After a while I tucked him into bed. After his prayers he reached out and gave me a big bear hug, a little bit stronger than most nights, then he gave me a big kiss and another tight squeeze.

"I love you, Mom."

"I love you too baby bear."

I really wish love did conquer all.

9 comments:

Shannon said...

All of these heavy issues they have to work out before their time. It's tough.

I'll bet he feels better about himself after his talk with you.

Jonah said...

Tell him you understand that it's hard to be different, validate his feelings that he is different, and maybe point out the ways in which other people are different too.

Does he know any other diabetics?

Vivian said...

I agree with Jonah, tell him he is normal, he is just different. Every single person is different. Daniel just explained this to me this morning while turning his socks wrong side out because "they feel better that way". lol
Please tell Mr. Riley that it is a good thing to be different. That is what makes him special and, well, him. We all love who he is and who he will become.

Penny said...

Jonah,

Thank you for your suggestions. I was so ready last night to prove to him that he is normal that I didn't think to validate his feelings of being different.

I did point out to him how some other people are different. Yes, he knows two other boys who have diabetes. Both of them are in my older son's class. (They are 16.) One of them wears a pump and the other one does not.


Vivian,

Thanks. I did try to tell Riley that everyone is different and nobody is really the same. I even pointed out a boy in his class who can't eat certain things because they make him hyper. I told him that didn't make that boy abnormal.

It's just hard to convey to a 5 year old that being different and being abnormal are not the same thing. And, by "not normal" he might have meant different. But, as a mother when you hear your child say they are not normal you just want to fix it.

Agh. I wasn't cut out for this.

M said...

Delurking to say I've got monster tears rollin here.

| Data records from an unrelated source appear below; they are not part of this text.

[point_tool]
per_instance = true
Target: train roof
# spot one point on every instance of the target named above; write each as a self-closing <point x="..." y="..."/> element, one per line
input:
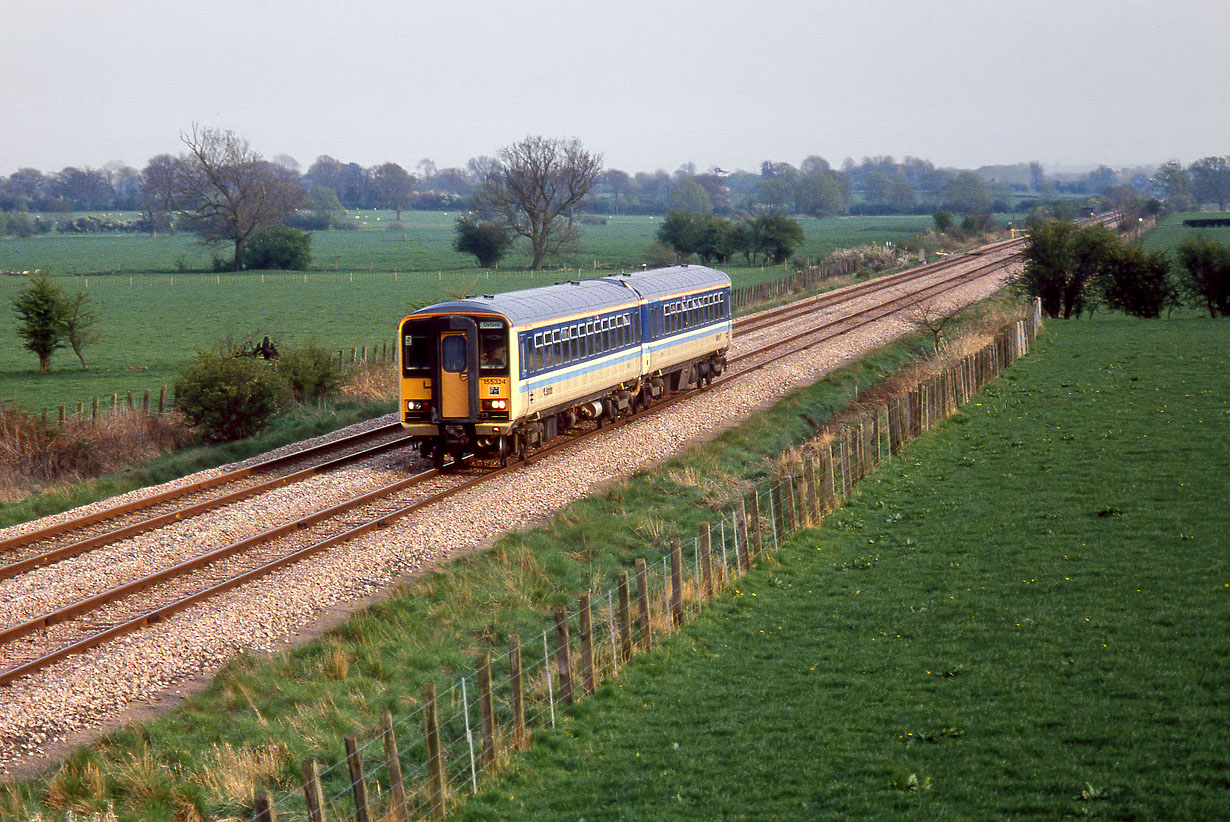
<point x="584" y="297"/>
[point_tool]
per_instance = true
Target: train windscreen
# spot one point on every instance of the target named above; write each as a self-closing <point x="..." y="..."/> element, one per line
<point x="416" y="348"/>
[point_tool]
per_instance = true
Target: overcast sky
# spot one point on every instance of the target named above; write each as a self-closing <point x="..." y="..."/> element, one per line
<point x="648" y="84"/>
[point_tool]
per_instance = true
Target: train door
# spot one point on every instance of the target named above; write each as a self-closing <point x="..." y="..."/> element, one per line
<point x="455" y="390"/>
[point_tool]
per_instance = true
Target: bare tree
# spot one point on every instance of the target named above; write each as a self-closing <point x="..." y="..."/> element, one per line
<point x="928" y="315"/>
<point x="161" y="180"/>
<point x="534" y="187"/>
<point x="229" y="192"/>
<point x="394" y="185"/>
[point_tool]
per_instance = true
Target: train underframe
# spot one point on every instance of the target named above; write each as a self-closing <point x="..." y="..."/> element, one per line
<point x="624" y="400"/>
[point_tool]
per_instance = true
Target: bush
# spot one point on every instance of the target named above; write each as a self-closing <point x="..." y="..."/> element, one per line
<point x="278" y="246"/>
<point x="310" y="371"/>
<point x="229" y="398"/>
<point x="486" y="241"/>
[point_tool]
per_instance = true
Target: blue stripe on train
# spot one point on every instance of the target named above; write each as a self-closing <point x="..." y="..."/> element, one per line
<point x="616" y="358"/>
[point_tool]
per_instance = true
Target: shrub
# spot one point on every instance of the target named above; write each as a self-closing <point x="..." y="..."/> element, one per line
<point x="310" y="371"/>
<point x="278" y="246"/>
<point x="486" y="241"/>
<point x="229" y="398"/>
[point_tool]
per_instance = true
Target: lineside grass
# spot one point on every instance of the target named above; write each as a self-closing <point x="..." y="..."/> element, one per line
<point x="299" y="704"/>
<point x="1025" y="618"/>
<point x="155" y="303"/>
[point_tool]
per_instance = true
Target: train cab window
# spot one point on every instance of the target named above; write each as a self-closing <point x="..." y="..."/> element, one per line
<point x="492" y="350"/>
<point x="416" y="353"/>
<point x="453" y="353"/>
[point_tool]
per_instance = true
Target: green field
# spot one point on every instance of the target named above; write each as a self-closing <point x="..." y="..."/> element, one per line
<point x="1171" y="231"/>
<point x="1025" y="619"/>
<point x="153" y="314"/>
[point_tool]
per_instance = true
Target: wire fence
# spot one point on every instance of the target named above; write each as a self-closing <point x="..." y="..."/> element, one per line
<point x="424" y="762"/>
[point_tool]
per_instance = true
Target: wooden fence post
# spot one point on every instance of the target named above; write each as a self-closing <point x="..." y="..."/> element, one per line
<point x="587" y="645"/>
<point x="262" y="806"/>
<point x="563" y="654"/>
<point x="434" y="754"/>
<point x="642" y="598"/>
<point x="752" y="524"/>
<point x="314" y="796"/>
<point x="677" y="581"/>
<point x="392" y="762"/>
<point x="358" y="786"/>
<point x="518" y="694"/>
<point x="625" y="618"/>
<point x="745" y="530"/>
<point x="706" y="559"/>
<point x="485" y="710"/>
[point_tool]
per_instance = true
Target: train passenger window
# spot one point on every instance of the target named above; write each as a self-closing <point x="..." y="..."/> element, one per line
<point x="453" y="353"/>
<point x="492" y="350"/>
<point x="416" y="355"/>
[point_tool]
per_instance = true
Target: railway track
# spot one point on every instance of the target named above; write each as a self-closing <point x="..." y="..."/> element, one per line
<point x="76" y="624"/>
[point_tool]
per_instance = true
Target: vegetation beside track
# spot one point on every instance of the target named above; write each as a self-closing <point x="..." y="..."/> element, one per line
<point x="153" y="311"/>
<point x="1069" y="468"/>
<point x="297" y="705"/>
<point x="1022" y="619"/>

My 13 year old dd asked me the other day what she will do with her pump on her wedding day. Heartbreaking.

Vivian said...

Penny, Big Hugs to you. I know it is hard and I understand that feeling of wanting to fix it. You are doing a great job and apparently God thought you were perfectly cut out to do this. =) This very conversation with Riley, while a very tough one, will help shape the compassion and caring that will only make your son that much more of an awesome man.
Please know my heart is with you on this one. I hope he soon realizes how wonderful he really is.

Donna said...

Penny,
I definitely agree with Vivian. God knew you WERE cut out for this. You did a great job explaining things to Riley & how you kept from bawling at that time is beyond me. You are such a strong person - stronger than you think. I'm sure Riley was reassured by your words & hugs. Sometimes that's all a little boy needs to get him through a difficult time - a hug from mommy. Even though this was a difficult situation, it was also a time to cherish between mother & child. You'll remember these moments when he's grown - as treasured times between the two of you.

Jamie said...

I'm proud of you Penny - you handled that wonderfully.

I've already had my child ask me when her diabetes is going to go away. She asked me a year ago when she was two and couldn't really even fully understand what was going on and even that was very difficult for me.

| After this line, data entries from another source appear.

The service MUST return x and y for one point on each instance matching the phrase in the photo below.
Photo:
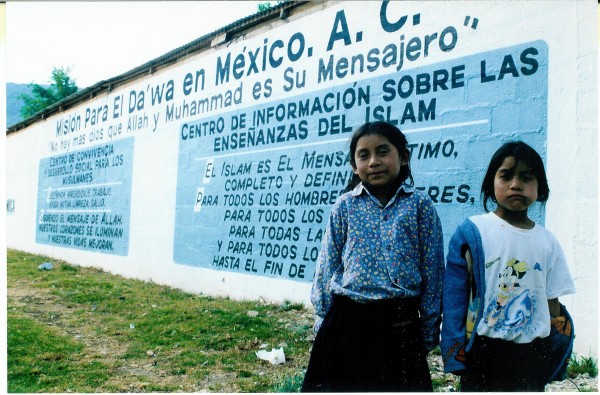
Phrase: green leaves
(41, 97)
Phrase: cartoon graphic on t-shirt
(513, 306)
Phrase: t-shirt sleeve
(558, 278)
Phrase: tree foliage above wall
(43, 96)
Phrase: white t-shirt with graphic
(523, 269)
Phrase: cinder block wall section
(215, 169)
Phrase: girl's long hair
(394, 135)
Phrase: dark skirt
(369, 347)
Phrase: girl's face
(515, 187)
(377, 161)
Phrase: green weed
(581, 365)
(78, 329)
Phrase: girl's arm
(329, 261)
(455, 304)
(432, 273)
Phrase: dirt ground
(42, 304)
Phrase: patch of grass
(80, 320)
(290, 383)
(581, 365)
(42, 360)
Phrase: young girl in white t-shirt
(504, 273)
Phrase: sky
(101, 40)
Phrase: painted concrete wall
(217, 174)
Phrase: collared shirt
(373, 252)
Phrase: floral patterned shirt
(373, 252)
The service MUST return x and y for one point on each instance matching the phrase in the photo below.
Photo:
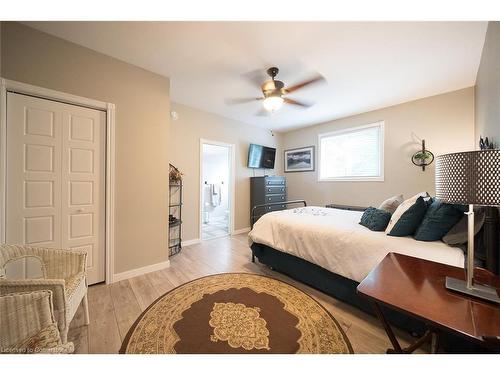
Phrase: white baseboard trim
(140, 271)
(242, 230)
(190, 242)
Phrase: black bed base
(344, 290)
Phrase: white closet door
(56, 177)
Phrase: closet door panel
(83, 186)
(33, 207)
(56, 177)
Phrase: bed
(327, 249)
(333, 239)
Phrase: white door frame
(232, 179)
(39, 92)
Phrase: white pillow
(402, 208)
(390, 204)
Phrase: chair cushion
(438, 220)
(72, 283)
(375, 219)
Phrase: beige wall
(487, 98)
(444, 121)
(185, 135)
(142, 129)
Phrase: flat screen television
(261, 156)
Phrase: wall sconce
(422, 158)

I dread these questions as they creep up, cause I know they're going to - but reading how Moms like you are handling it gives me the confidence I'll handle the questions just as well as you have :)

Bernard said...

Penny

God bless all of you. I just read this and my eyes are stinging with tears as I type.

Unfortunately Riley is different, but not in any sense that matters all that much.

Ask the 'normal' people, they're all different too. Thank God.

And thanks for being such a great Mom for Riley. He's blessed.